A soft, airy cake filled with jam, undecorated at the top and served at teatime – this is essentially what describes the Victoria sponge.

It was Anna, the Duchess of Bedford, one of Queen Victoria’s Ladies-in-Waiting who is credited with introducing the concept of afternoon tea into the world. the trend caught on and soon, the queen herself, Queen Victoria (1819-1901) herself adopted the tradition of the afternoon tea and she and her ladies would attend the tea parties clad in formal wear making the occasion very much an event. It is said that this simple and light cake sandwiched with jam or marmalade was a favorite of the Queen Victoria and hence it was daubed the Victoria sponge.
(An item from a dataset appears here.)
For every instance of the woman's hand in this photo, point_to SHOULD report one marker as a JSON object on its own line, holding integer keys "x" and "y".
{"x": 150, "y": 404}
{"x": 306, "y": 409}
The recipe has been adapted since then. The soft airy cake is not only sandwiched in jam, a layer of butter cream or whipped cream too is added to make it more flavorsome. I like to sprinkle mine with a layer of confectioners’ sugar to give it that pretty look and to add some extra sweetness to the lot.

Serve this unique British teatime treat at your own tea party. It is truly a beauty to look at.


Beautifully light yet unexpectedly decadent, the cake is fluffy and deliciously warm with sensual vanilla perfuming it’s spongy depths. The buttercream smoothens the senses with its satiny creaminess while the raspberry jam provides that piquant sweetness characteristic to fruits of summer. It is a summer cake in essence – with happy summery flavors bubbling forth beautiful memories of sunshine and lounging carefree in the afternoon breeze perfumed by the flowers of summer.

Serve with tea – aim to impress. The Victoria Sponge is a show stopper. It’s elegant, its sophisticated, it’s beautifully grand. Try it this weekend and feel like a cake boss!

Baking tips

  • I doubled the cake batch for the cake shown in the pictures. And also because I am greedy.
  • In any case I’ve found that doubling the batch yields better results. But if you want a smaller cake, this amount is quite sufficient.